Port des Barques

Port des Barques

vendredi 19 août 2016

Nicole Drano-Stamberg La rencontre écrit toujours le premier mot



         Tu entras dans le parc. C'est à peine si nous nous
         vîmes. Ce fut un chuchotement. Il y avait de la lumière.
         Beaucoup. Un rayon traversait le feuillage. Il éclairait
         un banc. Au centre. Le langage ne fut pas celui de tout
         le monde. Tout devint phosphorescent.

         Wohin muss ich sterben
         Mourir            où?
         Dans l'infime espace entre le pinceau de soie
         et un peu de brume blanche      sur votre cœur
         quand la rencontre écrit toujours le premier mot.

         in Ciel! Ciel! Des poèmes hirondelles! L'amant hirondelle,  Rougerie 2006, p.p.72/73

Avec L'amant hirondelle un étrange duo s'installe entre deux personnages, assis sur un banc dans un jardin mythique. Le visiteur a tout de l'ange, l'immatérialité et le langage mais sa présence d'amant hirondelle vient combler à l'évidence un vide cruel. L'échange est d'une suave tendresse des premiers mots aux derniers.

         J'attends une manifestation du ciel sur notre terre.
         Si je suis rentré dans ce parc c'est qu'il n'y avait ni
         porte ni fenêtre. de là je peux voir l'invisible, il m'en-
         toure. l'évènement me prend au dépourvu mais j'ai
         une mélodie, un mouvement de sons, un corps qui
         remue, une voix qui viendra en toi, elle longera la tienne.

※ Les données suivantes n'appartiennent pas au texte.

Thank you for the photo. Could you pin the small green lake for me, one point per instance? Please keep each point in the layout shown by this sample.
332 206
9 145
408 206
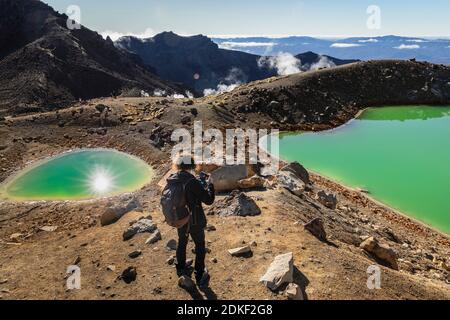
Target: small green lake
401 155
78 175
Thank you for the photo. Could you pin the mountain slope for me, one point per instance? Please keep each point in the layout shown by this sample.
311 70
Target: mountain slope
199 63
364 48
44 65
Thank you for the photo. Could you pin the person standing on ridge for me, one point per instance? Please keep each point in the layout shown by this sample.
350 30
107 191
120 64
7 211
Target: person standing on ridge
181 203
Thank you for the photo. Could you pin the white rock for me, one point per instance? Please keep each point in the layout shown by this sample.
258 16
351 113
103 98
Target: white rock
280 271
239 251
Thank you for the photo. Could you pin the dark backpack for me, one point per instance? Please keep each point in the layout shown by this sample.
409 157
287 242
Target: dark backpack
174 204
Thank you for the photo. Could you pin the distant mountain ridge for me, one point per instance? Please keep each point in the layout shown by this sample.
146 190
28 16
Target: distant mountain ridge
44 65
198 62
363 48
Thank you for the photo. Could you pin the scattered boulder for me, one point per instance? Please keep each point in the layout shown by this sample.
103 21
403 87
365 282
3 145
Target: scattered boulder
239 204
15 237
280 271
226 178
298 170
329 200
316 227
381 252
101 107
114 212
154 238
291 182
252 182
129 275
237 252
171 245
48 228
135 254
294 292
141 226
186 283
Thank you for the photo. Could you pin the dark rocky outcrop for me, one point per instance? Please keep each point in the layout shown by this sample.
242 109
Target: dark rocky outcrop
328 98
199 63
316 228
45 65
237 204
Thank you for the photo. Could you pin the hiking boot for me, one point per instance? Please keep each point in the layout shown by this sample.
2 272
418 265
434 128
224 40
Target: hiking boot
202 279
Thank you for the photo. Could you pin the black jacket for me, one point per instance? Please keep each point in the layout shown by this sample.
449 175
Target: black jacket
196 194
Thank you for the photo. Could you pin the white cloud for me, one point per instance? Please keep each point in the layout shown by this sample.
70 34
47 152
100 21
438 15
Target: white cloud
368 40
284 63
233 80
114 35
344 45
407 46
323 63
232 45
416 40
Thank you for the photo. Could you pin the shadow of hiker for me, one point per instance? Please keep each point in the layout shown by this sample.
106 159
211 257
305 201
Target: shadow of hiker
196 293
209 293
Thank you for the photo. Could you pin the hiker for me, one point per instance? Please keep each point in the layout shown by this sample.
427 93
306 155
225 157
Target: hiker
186 193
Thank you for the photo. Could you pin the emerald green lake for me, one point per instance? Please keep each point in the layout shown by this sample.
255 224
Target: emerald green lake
401 155
79 175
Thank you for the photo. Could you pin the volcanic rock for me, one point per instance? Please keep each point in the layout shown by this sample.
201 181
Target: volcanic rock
381 252
281 271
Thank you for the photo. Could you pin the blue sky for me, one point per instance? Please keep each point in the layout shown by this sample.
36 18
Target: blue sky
263 17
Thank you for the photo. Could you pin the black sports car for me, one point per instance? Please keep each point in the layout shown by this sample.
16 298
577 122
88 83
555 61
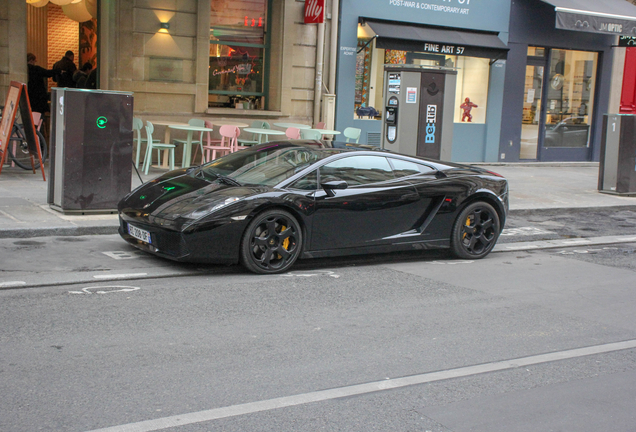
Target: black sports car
271 204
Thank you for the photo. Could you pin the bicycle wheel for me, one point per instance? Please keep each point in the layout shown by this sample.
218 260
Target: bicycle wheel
18 150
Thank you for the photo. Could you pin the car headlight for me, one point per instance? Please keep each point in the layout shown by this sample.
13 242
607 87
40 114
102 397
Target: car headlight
202 211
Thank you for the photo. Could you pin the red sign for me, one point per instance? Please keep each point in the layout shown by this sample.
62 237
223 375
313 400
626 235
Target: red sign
314 11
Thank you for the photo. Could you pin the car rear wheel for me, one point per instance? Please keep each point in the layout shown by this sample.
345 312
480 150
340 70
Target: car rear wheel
475 231
271 243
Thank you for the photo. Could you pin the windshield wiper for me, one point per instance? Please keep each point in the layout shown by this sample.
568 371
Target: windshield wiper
205 175
227 180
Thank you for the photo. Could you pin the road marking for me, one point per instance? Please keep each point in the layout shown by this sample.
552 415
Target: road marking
360 389
309 273
11 284
121 255
105 289
561 243
451 262
119 276
525 231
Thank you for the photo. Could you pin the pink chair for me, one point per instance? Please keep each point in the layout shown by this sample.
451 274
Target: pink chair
293 133
214 145
229 137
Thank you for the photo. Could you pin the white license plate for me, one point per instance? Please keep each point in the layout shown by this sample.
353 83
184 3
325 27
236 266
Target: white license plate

                               
         Viens           chuchotons.
         Il est inexcusable de se parler à l'oreille
         sans oser quelques mots      plus vrais     plus réels.
         Les lingeries claquent dans le mistral. Balcon d'amour.
         Le ciel restitue un chant capturé aux nuages.

   
         Je sus que tu avais bougé, ton corps ne projetait
         aucune ombre. si j'avais pu chanter, si j'avais eu de la
         voix, je serai venue te rendre visite avec mon chant au
         plus profond de ton corps.
         quand j'ai voulu m'asseoir j'ai trouvé ton message à
         ma place. Tu ne pouvais plus parler et tu écrivais. Sans
         nous briser aux dures parois de la vie nous resterons
         dans une création évidente. tu riais, tu pleurais. Une
         larme tomba sur la page, elle fit une tache claire. De
         ton doigt tu en fis le tour.
         Apparut le poème.

         ibid p.p.110/111/112

Nicole Drano-Stamberg est née à Lodève d'un père occitan et d'une mère autrichienne. Elle faisait déjà partie avec Georges Drano, son mari, de l'équipe du Festival de Poésie de Lodève, une création bien antérieure à celui de Sète.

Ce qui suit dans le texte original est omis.